What Jesus did know was that he and the woman, he and the criminal, were all in the same boat, the same life predicament. Jesus is being set-up, entrapped by the Pharisees just like the woman was entrapped and caught by the Pharisees. Jesus, though innocent, is hanging crucified alongside a guilty criminal who is crucified. Jesus knows what you and I do not want to accept about ourselves and other people. We are all in the same boat of life.
What is there about the people you and I judge that we do not know? Look at your own life’s situation and there you will find the answer.
Of the Four Last Things, including death, heaven and hell, which I have been speaking about in the past weeks, judgment is the last. But there is a dissonance in our tradition.

In the Creed of Nicaea we profess: “I believe in one Lord Jesus Christ…[who] will come again in glory to judge the living and the dead…” In counterpoint, Scripture presents that judgment is a result of our actions. The Book of Revelation states that, “All the dead were judged according to their deeds. [Rev. 20:13] which is confirmed by the parable of the judgment of the nations in Matthew’s Gospel, “whatever you did for one of these least brothers [and sisters] of mine, you did for me.” And “what you did not do for one of these least ones, you did not do for me.’ [Matthew 25:31-46] Yet God reveals through John’s Gospel that Jesus comes to save and heal: For God did not send his Son into the world to condemn the world, but that the world might be saved through Jesus.” [John 3:17]
Pope John Paul II brings some harmony to these dissonant chords when he teaches that judgment is not God’s initiative or plan for us because in his merciful love God can only desire the salvation of the beings he created. In reality, it is we who close or open ourselves to God’s love.

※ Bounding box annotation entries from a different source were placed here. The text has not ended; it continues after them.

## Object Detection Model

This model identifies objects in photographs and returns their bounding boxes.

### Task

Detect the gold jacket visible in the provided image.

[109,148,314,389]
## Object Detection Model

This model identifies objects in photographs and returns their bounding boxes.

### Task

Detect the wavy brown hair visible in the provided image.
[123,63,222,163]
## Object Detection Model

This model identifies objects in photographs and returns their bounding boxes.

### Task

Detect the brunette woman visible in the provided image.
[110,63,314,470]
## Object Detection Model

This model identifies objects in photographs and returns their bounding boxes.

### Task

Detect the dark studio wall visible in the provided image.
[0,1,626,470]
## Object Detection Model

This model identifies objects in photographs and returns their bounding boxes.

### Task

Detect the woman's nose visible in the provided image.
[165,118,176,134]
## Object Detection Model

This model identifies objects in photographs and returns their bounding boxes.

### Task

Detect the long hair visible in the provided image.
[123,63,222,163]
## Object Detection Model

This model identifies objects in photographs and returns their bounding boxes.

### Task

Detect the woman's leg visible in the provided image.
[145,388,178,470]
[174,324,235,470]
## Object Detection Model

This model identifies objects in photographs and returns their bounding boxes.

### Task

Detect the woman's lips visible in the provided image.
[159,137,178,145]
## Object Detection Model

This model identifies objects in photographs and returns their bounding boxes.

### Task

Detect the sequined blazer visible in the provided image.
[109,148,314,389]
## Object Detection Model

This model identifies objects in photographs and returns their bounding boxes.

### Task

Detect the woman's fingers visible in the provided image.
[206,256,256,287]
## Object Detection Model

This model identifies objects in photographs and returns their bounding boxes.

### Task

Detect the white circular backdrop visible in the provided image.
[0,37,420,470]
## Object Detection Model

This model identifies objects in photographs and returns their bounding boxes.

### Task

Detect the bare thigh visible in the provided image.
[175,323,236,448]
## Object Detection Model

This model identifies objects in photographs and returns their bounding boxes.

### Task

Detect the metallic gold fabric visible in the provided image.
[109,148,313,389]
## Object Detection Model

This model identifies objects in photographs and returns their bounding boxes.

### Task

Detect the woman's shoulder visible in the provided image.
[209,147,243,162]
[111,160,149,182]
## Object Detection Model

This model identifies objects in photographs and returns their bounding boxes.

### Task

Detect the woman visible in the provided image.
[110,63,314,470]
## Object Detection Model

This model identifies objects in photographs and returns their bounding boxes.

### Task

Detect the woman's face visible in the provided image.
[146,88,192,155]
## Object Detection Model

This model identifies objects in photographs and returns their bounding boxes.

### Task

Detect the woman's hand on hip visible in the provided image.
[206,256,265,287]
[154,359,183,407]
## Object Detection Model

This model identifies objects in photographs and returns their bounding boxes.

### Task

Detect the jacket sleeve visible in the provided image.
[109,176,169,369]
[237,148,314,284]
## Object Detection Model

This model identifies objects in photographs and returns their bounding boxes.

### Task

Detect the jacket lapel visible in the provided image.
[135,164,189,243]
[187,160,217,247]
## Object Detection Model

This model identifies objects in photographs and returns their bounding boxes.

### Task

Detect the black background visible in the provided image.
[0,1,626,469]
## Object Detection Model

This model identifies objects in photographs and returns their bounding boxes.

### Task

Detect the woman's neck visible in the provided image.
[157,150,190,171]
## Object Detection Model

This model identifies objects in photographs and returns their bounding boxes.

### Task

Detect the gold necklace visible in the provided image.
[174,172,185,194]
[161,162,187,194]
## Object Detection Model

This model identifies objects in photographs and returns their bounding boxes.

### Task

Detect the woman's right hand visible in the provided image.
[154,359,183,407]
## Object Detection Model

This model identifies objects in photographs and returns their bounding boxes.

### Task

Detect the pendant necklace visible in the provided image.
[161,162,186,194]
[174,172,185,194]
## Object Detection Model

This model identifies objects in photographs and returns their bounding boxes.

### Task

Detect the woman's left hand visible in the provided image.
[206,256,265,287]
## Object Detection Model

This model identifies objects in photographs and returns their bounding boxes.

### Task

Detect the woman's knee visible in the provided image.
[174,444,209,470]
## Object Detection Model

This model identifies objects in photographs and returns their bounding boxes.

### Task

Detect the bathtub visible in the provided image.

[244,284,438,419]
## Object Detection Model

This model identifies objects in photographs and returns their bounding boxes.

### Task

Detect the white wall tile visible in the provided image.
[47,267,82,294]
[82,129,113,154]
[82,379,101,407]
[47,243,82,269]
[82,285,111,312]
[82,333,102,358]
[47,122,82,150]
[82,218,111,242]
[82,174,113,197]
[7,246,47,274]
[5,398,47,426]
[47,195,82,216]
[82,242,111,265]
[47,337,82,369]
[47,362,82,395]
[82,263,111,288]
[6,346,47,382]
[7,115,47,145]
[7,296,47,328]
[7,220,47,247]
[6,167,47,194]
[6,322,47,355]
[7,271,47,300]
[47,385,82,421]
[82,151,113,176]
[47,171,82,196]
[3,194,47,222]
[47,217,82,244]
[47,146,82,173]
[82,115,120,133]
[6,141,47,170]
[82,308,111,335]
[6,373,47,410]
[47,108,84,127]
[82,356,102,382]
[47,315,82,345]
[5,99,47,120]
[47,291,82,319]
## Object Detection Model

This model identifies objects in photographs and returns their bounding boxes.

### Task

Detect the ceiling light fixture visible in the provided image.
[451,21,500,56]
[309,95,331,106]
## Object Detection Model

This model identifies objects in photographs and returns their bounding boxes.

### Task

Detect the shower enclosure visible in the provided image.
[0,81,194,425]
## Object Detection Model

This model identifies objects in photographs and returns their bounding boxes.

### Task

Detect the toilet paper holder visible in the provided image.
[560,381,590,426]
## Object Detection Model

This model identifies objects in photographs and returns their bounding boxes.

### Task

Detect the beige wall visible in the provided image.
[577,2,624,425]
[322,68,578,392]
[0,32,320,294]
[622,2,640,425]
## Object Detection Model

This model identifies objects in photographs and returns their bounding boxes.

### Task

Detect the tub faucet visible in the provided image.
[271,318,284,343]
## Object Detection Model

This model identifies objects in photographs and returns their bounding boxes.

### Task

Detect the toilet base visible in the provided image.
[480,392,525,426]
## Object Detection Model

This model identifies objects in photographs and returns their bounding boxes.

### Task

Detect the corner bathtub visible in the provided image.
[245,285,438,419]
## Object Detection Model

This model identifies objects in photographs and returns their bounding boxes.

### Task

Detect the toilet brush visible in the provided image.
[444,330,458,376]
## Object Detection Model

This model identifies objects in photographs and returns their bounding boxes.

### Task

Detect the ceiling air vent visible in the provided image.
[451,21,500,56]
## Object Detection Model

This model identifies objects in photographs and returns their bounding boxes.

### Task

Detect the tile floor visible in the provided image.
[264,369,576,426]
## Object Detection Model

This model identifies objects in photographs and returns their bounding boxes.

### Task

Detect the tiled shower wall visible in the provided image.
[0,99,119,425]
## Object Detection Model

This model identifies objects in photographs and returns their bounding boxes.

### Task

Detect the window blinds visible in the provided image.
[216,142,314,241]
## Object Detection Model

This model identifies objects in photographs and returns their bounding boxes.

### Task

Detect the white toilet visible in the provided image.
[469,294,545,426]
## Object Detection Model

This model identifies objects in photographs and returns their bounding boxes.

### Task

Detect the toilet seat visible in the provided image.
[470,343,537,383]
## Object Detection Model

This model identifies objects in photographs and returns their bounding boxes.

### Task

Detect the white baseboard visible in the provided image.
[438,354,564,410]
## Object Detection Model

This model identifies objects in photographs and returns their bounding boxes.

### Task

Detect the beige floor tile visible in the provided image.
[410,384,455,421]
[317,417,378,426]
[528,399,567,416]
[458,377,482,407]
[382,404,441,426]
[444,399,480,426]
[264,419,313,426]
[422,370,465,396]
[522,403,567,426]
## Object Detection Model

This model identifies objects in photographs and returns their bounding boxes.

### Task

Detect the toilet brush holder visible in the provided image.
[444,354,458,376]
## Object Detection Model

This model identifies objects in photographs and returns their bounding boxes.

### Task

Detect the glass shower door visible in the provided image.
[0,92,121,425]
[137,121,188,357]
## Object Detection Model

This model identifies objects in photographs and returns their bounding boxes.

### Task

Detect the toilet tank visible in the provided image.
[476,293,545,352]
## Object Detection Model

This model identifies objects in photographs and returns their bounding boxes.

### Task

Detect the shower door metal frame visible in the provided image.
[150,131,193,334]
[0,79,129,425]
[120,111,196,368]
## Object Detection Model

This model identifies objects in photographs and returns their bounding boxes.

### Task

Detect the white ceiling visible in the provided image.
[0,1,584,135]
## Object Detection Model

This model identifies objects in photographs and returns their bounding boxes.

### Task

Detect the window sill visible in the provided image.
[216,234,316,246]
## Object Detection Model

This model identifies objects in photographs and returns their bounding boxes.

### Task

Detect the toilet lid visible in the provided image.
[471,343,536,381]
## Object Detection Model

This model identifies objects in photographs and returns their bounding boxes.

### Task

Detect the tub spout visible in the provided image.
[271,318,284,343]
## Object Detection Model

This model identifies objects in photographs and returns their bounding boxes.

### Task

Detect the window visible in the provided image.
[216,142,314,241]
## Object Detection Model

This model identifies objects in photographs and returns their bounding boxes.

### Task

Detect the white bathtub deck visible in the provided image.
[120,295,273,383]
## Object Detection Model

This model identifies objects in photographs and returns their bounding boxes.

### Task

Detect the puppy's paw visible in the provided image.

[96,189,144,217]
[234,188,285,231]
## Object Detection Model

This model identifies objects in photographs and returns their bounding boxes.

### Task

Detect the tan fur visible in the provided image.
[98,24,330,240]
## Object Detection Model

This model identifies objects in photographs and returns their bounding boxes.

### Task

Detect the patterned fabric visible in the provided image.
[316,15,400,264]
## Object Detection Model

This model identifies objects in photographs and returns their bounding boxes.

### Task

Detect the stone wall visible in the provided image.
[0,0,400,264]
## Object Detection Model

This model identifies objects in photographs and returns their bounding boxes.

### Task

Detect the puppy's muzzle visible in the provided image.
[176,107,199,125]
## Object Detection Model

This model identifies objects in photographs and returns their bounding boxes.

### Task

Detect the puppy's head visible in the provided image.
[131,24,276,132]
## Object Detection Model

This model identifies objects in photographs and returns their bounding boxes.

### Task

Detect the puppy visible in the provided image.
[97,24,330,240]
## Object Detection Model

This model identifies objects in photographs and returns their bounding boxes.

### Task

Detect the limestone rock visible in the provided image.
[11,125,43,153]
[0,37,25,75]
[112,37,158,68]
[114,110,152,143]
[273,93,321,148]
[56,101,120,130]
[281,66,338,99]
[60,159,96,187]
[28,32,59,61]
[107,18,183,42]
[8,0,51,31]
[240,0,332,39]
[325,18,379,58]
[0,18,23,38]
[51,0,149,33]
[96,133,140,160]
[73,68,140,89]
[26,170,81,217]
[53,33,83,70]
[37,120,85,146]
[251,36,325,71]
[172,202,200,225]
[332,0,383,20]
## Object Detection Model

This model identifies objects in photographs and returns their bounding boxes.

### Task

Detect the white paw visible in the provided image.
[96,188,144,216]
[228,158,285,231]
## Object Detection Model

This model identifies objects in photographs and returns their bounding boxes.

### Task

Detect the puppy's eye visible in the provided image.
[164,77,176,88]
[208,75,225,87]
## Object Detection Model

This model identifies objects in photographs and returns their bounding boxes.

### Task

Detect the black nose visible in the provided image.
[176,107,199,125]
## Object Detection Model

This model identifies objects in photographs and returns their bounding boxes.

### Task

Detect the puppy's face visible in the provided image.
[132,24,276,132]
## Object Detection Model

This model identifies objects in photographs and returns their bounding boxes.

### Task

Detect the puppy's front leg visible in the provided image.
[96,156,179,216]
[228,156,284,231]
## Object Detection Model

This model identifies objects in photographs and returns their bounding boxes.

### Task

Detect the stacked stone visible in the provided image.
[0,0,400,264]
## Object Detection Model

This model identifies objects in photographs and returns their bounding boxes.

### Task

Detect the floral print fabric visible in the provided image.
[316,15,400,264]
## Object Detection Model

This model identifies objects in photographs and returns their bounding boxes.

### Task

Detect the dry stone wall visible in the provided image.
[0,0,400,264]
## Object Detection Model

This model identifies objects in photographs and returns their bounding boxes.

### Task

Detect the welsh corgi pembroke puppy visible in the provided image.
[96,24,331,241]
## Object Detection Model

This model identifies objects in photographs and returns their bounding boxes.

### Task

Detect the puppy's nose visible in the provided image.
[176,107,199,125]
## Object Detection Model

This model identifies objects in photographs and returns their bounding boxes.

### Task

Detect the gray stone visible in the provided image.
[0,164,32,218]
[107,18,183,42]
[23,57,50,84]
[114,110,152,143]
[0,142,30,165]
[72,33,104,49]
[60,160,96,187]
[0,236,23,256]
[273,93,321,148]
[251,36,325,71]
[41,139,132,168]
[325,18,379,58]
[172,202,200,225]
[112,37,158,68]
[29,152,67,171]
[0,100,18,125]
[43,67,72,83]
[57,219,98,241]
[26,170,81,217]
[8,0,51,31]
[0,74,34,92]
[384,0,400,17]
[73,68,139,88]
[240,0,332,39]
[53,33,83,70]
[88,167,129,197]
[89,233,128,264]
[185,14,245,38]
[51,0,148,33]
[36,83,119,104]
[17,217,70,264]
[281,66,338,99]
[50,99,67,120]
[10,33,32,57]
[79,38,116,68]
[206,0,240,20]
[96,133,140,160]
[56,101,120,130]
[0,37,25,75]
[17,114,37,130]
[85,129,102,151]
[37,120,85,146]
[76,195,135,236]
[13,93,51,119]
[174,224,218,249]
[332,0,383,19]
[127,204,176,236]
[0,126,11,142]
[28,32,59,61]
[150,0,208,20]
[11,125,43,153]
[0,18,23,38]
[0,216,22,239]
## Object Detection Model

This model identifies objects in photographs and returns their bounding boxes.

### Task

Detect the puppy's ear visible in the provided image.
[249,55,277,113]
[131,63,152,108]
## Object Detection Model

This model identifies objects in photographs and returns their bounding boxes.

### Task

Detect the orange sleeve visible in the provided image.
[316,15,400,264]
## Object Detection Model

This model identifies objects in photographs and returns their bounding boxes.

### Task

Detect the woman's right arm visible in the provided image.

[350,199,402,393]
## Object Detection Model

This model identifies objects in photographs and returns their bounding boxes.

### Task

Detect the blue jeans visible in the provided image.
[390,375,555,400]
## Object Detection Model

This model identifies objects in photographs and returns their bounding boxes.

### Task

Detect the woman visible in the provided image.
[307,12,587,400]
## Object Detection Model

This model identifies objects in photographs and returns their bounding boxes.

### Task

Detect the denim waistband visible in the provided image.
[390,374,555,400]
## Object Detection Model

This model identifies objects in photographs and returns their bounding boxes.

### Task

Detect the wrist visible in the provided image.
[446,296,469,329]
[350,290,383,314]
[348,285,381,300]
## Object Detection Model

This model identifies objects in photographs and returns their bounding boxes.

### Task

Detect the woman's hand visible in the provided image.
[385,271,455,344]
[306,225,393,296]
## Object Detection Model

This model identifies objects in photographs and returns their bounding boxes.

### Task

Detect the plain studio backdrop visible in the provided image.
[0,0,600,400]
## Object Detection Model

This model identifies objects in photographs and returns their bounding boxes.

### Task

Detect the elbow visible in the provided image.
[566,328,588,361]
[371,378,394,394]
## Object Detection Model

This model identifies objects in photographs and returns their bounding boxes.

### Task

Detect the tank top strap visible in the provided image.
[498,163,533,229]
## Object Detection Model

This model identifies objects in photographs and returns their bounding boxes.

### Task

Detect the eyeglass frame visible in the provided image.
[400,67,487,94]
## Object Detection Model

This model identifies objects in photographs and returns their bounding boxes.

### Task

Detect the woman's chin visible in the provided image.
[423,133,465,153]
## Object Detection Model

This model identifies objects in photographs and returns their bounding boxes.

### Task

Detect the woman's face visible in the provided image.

Damnation or eternal life consist precisely in being…freely chosen by the human person and confirmed with death that seals our choice for ever. God’s judgment simple ratifies our decision. [See General Audience of Wednesday, 28 July 1999]

Advent is the season in which we are confronted by our sins; by our choices to close ourselves off from God. Advent is also the season when through the prophets we encounter a merciful God who desires our salvation. Desires our salvation so much, that our God became a human being in Jesus of Nazareth to show us the way to God’s self. Death, heaven, hell and judgment wrapped in the Advent dreams of the prophets remind us our Christian life is about choices. Choices that began with a tree: “You are free to eat from any of the trees of the garden except the tree of knowledge of good and evil. From that tree you shall not eat; when you eat from it you shall die.” [Genesis 2:16-17] Choices to open or close ourselves to a relationship with God. The choice of whether we will continue to judge each other knowing that in doing so we are setting ourselves up for judgment.